The U.S. Department of Energy’s Argonne National Laboratory is working to use machine learning and artificial intelligence to build a better battery.
Should the DOE’s efforts prove fruitful, it could be a positive development for the medical device industry, where batteries have proven to be a technological stumbling block when it comes to device miniaturization.
Argonne researchers created a database of approximately 133,000 small organic molecules that could form the basis of battery electrolytes with a computationally intensive model called G4MP2, which represents 166 billion larger molecules that scientists wanted to probe for electrolyte candidates, according to a news release.
The researchers applied a machine-learning algorithm to relate the known structures from the small data set to more coarsely modeled structures from the larger set, using a less computationally taxing modeling framework based on density functional theory. It is less accurate than G4MP2, but density functional theory provides a good approximation, according to the DOE.
Argonne researchers say that using G4MP2 as a gold standard could result in those researchers training the density functional theory model to incorporate a correction factor, improving its accuracy while keeping computational costs down.
“When it comes to determining how these molecules work, there are big tradeoffs between accuracy and the time it takes to compute a result,” Argonne data science and learning division director Ian Foster said in the release. “We believe that machine learning represents a way to get a molecular picture that is nearly as precise at a fraction of the computational cost.”

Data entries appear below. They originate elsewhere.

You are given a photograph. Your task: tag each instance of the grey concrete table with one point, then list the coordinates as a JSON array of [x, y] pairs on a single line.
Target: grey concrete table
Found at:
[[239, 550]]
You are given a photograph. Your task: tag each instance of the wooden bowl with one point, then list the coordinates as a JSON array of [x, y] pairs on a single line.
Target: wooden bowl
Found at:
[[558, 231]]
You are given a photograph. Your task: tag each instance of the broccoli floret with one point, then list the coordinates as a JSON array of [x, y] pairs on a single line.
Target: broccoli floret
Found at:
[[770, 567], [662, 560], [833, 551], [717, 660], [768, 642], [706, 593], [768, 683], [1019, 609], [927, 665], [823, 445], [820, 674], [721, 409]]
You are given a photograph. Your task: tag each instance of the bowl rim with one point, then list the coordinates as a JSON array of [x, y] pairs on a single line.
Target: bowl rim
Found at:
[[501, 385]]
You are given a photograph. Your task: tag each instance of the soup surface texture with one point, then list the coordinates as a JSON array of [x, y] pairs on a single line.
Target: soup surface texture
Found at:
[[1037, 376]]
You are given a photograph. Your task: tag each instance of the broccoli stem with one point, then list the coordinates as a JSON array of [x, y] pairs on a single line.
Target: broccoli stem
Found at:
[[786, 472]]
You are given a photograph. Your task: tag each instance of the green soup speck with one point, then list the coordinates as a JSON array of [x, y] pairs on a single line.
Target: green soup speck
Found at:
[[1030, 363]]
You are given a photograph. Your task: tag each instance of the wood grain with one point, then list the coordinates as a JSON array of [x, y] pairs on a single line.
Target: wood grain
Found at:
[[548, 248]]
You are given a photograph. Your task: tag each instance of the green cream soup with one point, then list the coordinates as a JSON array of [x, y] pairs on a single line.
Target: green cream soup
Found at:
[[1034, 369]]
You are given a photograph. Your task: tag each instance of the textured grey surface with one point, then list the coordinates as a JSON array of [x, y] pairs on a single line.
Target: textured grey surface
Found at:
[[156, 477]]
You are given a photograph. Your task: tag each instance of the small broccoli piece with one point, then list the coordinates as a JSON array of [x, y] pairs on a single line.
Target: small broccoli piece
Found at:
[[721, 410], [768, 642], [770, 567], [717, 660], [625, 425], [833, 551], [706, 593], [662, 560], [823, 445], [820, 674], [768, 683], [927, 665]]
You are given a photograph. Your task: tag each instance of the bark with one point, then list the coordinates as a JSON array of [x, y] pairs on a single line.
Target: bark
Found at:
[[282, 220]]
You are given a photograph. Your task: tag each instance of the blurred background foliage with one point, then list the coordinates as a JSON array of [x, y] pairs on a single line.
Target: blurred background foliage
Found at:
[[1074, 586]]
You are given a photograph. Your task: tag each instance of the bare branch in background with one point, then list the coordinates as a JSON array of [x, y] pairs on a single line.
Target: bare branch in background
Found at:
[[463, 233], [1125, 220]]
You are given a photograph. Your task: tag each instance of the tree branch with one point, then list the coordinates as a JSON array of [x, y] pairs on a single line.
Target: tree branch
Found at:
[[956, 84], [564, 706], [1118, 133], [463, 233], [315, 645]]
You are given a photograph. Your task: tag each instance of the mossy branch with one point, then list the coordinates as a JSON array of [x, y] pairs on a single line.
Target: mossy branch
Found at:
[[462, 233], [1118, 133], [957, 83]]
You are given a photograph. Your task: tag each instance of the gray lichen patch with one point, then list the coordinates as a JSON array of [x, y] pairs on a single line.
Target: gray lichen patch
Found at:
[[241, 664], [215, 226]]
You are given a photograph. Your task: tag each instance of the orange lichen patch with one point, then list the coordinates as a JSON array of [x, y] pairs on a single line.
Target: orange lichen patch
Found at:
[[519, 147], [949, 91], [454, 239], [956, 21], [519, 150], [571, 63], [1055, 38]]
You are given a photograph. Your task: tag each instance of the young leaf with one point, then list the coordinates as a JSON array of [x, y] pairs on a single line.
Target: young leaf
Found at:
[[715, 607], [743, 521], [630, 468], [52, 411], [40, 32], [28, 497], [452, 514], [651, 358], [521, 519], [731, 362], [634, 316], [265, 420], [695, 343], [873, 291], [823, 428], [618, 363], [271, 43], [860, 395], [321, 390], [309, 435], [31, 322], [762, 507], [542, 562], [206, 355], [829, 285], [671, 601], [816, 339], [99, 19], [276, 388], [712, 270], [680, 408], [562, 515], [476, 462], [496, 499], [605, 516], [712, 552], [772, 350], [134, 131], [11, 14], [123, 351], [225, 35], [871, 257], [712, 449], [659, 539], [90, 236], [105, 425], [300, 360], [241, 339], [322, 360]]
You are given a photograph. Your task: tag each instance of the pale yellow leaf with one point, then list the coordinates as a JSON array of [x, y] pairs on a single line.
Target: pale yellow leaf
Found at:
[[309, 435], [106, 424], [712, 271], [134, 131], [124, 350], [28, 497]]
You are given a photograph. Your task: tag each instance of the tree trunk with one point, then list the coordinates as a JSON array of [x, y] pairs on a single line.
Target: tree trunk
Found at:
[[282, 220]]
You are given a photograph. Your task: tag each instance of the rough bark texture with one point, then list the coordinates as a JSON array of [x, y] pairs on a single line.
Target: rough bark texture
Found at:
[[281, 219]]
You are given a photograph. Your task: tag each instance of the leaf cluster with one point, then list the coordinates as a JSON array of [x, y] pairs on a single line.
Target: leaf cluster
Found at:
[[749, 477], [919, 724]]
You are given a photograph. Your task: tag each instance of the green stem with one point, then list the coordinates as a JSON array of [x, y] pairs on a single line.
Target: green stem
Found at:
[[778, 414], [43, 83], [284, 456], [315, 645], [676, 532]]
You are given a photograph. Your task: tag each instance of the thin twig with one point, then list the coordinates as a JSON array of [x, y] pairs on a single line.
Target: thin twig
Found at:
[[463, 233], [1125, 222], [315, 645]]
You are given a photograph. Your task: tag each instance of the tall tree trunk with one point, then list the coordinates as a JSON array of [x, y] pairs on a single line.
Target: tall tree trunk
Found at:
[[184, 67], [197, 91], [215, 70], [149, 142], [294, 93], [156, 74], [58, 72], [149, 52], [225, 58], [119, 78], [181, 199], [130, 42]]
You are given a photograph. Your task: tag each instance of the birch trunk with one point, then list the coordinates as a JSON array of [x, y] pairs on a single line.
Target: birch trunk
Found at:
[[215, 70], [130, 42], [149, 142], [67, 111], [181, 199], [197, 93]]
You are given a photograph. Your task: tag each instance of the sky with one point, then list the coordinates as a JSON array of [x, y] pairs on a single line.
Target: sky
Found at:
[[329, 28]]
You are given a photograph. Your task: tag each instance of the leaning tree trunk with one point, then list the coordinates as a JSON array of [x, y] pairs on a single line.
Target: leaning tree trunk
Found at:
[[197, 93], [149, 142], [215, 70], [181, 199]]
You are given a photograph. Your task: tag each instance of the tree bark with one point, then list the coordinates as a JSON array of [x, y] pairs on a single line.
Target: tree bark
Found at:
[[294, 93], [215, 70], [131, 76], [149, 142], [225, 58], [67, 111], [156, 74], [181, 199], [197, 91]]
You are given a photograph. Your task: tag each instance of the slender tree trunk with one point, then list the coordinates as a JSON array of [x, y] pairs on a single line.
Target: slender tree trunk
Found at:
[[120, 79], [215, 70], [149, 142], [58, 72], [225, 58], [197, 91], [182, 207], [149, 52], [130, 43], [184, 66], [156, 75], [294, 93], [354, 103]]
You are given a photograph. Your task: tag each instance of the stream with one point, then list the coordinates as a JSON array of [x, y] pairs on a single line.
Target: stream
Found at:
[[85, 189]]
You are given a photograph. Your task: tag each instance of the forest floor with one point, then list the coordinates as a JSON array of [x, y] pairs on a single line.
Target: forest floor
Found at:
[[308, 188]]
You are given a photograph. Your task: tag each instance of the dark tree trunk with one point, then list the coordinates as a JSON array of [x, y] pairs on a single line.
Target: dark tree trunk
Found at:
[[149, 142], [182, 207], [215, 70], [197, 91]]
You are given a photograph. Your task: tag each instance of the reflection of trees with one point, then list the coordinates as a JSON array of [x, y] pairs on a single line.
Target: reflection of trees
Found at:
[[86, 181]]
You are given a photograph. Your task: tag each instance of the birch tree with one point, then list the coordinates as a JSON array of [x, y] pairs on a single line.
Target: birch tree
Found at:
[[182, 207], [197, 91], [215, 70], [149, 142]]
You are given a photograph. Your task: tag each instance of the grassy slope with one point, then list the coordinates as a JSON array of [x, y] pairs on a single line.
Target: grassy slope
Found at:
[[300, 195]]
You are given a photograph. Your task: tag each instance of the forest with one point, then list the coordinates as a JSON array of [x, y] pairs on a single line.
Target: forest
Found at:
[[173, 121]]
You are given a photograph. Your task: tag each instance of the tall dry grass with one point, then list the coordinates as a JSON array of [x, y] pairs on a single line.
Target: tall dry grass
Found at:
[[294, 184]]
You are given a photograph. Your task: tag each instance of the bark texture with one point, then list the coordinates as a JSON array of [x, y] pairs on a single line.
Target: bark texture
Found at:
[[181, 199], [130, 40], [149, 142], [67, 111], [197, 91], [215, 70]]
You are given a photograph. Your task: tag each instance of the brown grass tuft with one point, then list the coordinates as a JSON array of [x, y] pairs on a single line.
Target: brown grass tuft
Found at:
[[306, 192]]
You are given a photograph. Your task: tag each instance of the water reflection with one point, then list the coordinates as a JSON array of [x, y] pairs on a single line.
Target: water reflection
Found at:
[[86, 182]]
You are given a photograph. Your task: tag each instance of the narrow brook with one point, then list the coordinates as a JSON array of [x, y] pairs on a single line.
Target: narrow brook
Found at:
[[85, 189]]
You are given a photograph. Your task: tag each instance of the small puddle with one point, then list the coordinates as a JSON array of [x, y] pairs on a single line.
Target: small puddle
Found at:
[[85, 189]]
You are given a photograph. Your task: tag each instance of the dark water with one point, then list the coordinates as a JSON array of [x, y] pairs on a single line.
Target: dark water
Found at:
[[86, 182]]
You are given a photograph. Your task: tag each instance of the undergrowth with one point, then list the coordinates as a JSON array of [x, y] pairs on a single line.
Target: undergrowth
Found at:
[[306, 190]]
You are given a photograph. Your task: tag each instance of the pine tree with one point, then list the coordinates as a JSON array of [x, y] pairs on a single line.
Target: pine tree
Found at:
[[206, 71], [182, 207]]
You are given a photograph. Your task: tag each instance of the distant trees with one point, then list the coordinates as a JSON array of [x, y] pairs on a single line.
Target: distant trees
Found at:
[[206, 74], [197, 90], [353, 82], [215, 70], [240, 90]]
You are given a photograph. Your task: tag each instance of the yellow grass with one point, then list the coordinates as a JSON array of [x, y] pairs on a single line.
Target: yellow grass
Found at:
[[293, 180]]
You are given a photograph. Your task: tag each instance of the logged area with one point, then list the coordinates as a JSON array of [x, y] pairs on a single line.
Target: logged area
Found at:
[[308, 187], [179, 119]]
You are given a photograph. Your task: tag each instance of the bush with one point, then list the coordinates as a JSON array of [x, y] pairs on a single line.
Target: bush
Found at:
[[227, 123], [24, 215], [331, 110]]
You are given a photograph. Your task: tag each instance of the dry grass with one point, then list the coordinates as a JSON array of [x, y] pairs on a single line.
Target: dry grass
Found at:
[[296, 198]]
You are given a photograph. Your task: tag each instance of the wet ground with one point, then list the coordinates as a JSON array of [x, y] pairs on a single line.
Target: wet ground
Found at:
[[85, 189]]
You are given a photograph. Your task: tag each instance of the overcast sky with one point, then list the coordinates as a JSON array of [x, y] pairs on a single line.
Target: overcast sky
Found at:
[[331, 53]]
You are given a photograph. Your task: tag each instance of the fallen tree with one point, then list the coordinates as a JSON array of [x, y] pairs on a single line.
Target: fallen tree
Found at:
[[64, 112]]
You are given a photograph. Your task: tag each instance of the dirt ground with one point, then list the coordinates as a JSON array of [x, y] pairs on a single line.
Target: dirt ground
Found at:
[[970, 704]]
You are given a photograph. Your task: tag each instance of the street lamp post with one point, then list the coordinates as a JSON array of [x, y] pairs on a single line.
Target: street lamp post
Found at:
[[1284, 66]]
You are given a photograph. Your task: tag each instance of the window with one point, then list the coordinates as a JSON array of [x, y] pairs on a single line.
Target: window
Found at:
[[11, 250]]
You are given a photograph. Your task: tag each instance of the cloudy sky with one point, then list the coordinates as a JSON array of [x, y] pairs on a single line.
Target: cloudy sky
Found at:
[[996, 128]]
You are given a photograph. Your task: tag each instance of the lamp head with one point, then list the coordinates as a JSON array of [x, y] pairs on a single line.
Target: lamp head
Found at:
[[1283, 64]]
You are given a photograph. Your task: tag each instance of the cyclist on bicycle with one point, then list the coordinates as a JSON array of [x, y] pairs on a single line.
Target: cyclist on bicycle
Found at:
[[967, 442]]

“The machine learning algorithm gives us a way to look at the relationship between the atoms in a large molecule and their neighbors, to see how they bond and interact, and look for similarities between those molecules and others we know quite well,” added Argonne computational scientist Logan Ward. “This will help us to make predictions about the energies of these larger molecules or the differences between the low- and high-accuracy calculations.”
“This whole project is designed to give us the biggest picture possible of battery electrolyte candidates,” said Argonne chemist Rajeev Assary. “If we are going to use a molecule for energy storage applications, we need to know properties like its stability, and we can use this machine learning to predict properties of bigger molecules more accurately.”